3Dans sa seule allusion explicite à la raison d’État, Montesquieu compare la situation des princes à celle des particuliers. Il affirme que ceux-ci n’ont « pas des raisons d’État pour satisfaire [leurs] passions » et qu’ils doivent dès lors les sacrifier (Pensées, no 1993). Par « raisons d’État » – un pluriel qui n’est pas inhabituel –, il faut entendre des raisons relatives à la conservation de l’État et qui se rapportent au principe de la Loi des Douze Tables, cité par Montesquieu : le salut de la république est le bien suprême (EL, XXVI, 23). Ainsi la loi Voconienne qui « sacrifiait et le citoyen et l‘homme, et ne pensait qu’à la république » (EL, XXVII, 1). Dans le passage des Pensées qui vient d’être cité, Montesquieu laisse toutefois transparaître que derrière ces raisons d’États se cachent souvent les passions des princes, notamment la passion du pouvoir, alors qu’ils prétendent se soucier du bien de l’État. Ils s’avèrent ainsi, comme le leur conseillait Machiavel, de bons simulateurs et dissimulateurs.

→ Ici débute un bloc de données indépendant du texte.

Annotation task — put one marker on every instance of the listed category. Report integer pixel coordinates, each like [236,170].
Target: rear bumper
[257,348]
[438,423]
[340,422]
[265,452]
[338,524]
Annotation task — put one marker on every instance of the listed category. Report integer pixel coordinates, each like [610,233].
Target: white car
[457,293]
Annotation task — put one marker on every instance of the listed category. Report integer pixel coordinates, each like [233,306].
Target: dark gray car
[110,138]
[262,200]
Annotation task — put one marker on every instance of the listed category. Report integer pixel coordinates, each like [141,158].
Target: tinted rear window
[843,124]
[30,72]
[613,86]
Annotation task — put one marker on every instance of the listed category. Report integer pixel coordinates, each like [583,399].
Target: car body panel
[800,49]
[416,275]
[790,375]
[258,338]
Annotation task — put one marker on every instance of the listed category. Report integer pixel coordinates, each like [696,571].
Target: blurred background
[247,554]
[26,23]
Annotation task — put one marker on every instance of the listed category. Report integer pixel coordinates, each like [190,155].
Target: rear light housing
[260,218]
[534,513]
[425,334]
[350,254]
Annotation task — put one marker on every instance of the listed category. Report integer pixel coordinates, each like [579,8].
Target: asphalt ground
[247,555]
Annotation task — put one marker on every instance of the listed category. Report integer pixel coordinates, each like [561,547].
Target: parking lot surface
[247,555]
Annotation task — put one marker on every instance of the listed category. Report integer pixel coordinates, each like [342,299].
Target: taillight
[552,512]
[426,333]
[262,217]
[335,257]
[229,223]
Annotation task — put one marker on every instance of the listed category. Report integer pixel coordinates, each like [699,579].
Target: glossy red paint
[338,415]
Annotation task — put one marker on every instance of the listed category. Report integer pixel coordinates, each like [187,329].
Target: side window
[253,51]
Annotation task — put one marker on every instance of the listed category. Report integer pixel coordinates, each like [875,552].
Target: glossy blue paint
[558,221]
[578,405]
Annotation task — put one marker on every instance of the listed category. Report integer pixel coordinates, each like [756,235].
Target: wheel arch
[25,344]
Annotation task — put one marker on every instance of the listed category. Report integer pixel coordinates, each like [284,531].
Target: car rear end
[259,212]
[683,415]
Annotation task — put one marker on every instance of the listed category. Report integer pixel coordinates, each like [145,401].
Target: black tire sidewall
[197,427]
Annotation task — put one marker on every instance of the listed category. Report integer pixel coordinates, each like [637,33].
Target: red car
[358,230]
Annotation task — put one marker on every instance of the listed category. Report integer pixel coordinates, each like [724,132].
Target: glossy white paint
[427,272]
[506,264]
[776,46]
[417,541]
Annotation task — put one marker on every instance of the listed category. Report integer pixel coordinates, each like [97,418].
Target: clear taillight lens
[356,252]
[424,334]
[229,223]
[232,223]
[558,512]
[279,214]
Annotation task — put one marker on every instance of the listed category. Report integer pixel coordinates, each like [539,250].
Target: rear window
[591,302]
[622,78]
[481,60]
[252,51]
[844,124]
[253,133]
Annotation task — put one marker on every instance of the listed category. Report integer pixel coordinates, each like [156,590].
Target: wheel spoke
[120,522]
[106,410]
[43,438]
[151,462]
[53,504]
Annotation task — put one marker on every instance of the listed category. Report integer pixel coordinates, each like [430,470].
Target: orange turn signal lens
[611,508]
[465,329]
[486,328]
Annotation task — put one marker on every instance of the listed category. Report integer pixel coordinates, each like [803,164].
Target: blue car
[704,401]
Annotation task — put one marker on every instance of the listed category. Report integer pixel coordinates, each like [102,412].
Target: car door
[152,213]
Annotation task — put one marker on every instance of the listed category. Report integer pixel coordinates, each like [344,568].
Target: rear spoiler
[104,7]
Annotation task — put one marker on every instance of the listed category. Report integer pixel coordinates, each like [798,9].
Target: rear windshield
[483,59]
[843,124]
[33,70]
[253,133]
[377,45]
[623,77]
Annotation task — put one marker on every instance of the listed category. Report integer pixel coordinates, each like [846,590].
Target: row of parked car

4D’autres passages des œuvres de Montesquieu sont des échos des débats des XVIe et XVIIe siècles : « Enfin, l’homme de bien, dont il est question dans le livre III, chapitre V, n’est pas l’homme de bien chrétien, mais l’homme de bien politique, qui a la vertu politique dont j’ai parlé » (EL, Avertissement de l’édition posthume), c’est-à-dire l’amour de la patrie. Et il écrit ailleurs : « Tous les vices moraux ne sont pas des vices politiques » (EL, XIX, 11). Ce qui fait perdre l’intégrité morale à l’individu ne fait pas nécessairement perdre l’État. S’il ne suit pas Machiavel qui place le salut de la patrie au-dessus de celui de l’âme, Montesquieu distingue néanmoins la vertu chrétienne de la vertu politique.

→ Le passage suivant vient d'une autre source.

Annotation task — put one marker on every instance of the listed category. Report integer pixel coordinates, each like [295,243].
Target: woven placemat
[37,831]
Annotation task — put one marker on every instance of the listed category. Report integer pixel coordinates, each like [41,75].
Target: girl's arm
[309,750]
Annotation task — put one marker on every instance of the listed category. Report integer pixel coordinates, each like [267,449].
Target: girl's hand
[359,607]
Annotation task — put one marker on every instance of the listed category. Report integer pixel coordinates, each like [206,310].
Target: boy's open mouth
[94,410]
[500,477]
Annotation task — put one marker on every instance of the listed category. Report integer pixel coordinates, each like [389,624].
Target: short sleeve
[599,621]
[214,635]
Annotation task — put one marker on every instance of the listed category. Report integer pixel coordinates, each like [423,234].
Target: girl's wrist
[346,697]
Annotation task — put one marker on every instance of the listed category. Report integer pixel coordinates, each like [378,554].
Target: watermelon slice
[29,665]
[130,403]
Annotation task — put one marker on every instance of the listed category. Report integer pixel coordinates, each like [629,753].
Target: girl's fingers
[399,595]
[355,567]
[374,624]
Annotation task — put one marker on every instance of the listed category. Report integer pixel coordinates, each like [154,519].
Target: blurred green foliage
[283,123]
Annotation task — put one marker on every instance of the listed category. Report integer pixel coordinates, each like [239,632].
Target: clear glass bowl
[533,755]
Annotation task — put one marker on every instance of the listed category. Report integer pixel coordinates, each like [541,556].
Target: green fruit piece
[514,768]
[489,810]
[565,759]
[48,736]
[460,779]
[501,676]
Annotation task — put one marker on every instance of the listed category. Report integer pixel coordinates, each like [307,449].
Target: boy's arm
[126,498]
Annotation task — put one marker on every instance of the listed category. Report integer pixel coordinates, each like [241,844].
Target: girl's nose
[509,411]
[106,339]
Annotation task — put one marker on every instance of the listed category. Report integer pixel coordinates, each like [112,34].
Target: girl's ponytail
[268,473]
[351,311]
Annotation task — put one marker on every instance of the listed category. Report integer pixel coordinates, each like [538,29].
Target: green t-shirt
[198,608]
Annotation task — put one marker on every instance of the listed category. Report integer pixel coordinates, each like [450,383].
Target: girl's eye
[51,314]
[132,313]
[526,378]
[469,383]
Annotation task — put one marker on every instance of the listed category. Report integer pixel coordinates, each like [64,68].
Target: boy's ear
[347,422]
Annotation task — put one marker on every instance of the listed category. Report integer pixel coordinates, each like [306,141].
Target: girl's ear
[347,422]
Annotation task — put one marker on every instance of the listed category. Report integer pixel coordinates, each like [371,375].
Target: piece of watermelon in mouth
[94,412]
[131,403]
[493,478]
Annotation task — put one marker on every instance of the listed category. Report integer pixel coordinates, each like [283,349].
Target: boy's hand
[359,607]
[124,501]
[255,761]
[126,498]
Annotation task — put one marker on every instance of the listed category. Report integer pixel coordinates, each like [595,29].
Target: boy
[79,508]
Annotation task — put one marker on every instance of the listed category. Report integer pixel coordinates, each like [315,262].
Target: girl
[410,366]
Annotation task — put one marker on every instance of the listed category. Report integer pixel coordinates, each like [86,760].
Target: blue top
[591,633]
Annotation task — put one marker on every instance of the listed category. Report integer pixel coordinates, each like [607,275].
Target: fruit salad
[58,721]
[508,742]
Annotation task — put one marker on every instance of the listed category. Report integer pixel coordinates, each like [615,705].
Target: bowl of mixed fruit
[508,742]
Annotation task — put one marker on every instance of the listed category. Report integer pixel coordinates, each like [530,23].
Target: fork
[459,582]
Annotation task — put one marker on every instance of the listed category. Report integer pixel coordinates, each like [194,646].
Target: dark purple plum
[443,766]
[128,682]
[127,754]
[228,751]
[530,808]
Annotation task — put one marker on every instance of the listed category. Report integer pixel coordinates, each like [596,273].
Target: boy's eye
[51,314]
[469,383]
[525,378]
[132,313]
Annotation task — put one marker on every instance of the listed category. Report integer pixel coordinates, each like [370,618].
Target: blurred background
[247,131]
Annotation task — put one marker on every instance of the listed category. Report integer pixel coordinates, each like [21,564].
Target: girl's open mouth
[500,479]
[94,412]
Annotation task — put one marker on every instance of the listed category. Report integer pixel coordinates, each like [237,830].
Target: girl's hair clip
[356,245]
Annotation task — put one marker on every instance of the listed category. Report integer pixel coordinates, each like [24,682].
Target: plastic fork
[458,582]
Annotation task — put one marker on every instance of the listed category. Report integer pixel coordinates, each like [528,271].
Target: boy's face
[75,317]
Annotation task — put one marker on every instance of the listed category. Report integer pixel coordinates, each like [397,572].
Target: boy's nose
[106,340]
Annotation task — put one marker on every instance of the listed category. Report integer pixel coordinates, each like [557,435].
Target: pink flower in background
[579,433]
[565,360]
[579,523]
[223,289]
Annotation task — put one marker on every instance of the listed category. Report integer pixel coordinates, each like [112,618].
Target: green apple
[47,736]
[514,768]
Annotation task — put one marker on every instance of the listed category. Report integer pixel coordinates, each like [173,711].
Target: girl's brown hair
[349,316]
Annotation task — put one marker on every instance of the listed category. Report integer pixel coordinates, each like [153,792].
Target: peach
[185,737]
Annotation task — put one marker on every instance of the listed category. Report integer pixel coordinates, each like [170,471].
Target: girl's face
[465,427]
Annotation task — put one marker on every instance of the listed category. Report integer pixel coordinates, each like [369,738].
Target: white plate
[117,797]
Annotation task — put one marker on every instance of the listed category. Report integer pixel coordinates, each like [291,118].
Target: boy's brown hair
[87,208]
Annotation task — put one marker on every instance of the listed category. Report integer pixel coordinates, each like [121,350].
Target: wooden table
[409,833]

5Il distingue aussi deux points de vue différents sur la religion lorsqu’il affirme : « Nous sommes ici politiques et non pas théologiens […] » (EL, XXV, 9). Le théologien s’intéresse à la question de la vérité de la religion, le politique à la question de sa contribution au maintien de l’État et des biens terrestres que ce dernier doit promouvoir. Il acceptera donc le cas échéant, par raison d’État, que ses sujets embrassent une religion dont il sait qu’elle est fausse. Son « principe fondamental des lois politiques en fait de religion » reflète l’approche prudentielle propre à certains théoriciens de la raison d’État : « Quand on est maître de recevoir dans un État une nouvelle religion, ou de ne la pas recevoir, il ne faut pas l’y établir ; quand elle y est établie, il faut la tolérer » (EL, XXV, 10).

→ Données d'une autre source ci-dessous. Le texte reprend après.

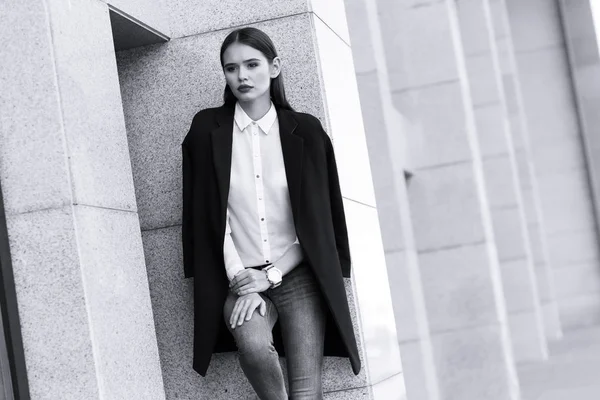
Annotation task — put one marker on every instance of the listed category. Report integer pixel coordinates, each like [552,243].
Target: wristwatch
[274,275]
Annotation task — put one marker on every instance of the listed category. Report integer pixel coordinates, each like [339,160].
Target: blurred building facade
[467,140]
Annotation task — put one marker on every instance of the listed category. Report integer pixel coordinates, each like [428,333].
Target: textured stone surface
[118,303]
[153,13]
[33,169]
[473,364]
[457,293]
[52,310]
[372,296]
[446,198]
[553,121]
[403,27]
[437,117]
[164,85]
[527,336]
[92,112]
[191,17]
[333,14]
[345,117]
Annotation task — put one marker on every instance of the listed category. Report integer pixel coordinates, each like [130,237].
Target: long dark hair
[262,42]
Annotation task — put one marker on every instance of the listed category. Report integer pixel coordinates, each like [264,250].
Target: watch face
[274,275]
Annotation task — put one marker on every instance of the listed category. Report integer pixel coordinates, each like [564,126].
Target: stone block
[491,131]
[458,288]
[426,56]
[438,136]
[55,324]
[580,312]
[535,24]
[547,95]
[445,207]
[527,337]
[333,14]
[509,233]
[577,280]
[153,13]
[100,168]
[190,17]
[118,303]
[520,286]
[565,200]
[572,247]
[372,296]
[475,363]
[33,167]
[500,182]
[345,117]
[419,371]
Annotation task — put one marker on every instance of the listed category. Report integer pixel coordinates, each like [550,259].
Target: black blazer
[318,214]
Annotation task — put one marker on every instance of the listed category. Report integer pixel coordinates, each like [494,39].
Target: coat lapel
[221,139]
[292,147]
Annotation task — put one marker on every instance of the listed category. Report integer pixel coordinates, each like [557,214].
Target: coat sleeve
[187,233]
[337,208]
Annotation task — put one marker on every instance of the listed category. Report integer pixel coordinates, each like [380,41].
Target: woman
[264,231]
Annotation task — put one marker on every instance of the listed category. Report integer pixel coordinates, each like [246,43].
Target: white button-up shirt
[260,227]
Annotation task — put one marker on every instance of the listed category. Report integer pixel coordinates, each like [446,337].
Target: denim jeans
[299,306]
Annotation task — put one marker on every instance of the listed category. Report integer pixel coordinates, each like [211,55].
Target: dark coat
[318,214]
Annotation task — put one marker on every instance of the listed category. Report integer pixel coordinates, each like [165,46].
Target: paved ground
[571,373]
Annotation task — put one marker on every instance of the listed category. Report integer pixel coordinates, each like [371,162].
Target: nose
[242,74]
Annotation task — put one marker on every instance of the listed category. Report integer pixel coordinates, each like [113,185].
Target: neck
[257,108]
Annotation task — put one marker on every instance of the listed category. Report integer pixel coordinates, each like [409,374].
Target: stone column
[75,241]
[558,154]
[527,176]
[385,132]
[454,236]
[581,38]
[163,86]
[502,180]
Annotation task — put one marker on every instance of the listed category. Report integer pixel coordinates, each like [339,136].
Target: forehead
[238,52]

6Les Romains furent des politiques en matière de religion : «[J]e trouve cette différence entre les législateurs romains et ceux des autres peuples, que les premiers firent la religion pour l’État et les autres l’État pour la religion » (Dissertation sur la politique des Romains dans la religion, OC, t. VIII, p. 83). Cela leur fit adopter des croyances fausses et des pratiques absurdes, mais « ce ne fut que par de bonnes raisons qu’ils [les Romains] pêchèrent contre la raison même » (p. 86). Dans le « Discours sur Cicéron » de 1716, Montesquieu parle de l’art des haruspices « qui fut établi dans le commencement par la politique des magistrats chez des peuples grossiers, et affaibli par la même politique lorsqu’ils devinrent plus éclairés » (OC, t. VIII, p. 127). Comme les lois civiles, la religion doit s’adapter à l’esprit d’un peuple pour contribuer à son bonheur terrestre.
7Si tel est le cas, le rôle des théologiens et des ecclésiastiques comme conseillers du prince est remis en question. Dans les Considérations sur les causes de la grandeur des Romains et de leur décadence, Montesquieu montre comment les ecclésiastiques en vinrent à se mêler de plus en plus de matières politiques et il détaille les maux qui en résultèrent (Romains, xxii, OC, t. II, p. 272). Dans les Pensées, il fait dire à un personnage fictif – M. Zamega – que les théologiens et les ecclésiastiques ne devraient avoir aucune influence sur les décisions du prince (Pensées, no 540). Et l’une des maximes de politique stipule que « les maximes de religion sont très pernicieuses quand on les fait entrer dans la politique humaine » (Pensées, no 1007). Il répète cette idée dans le « Mémoire sur le silence à imposer sur la constitution » de 1754 (OC, t. IX, p. 534). Montesquieu se démarque ainsi des théoriciens de la « bonne » raison d’État, qui font dépendre les succès politiques de l’influence des théologiens sur les décisions politiques.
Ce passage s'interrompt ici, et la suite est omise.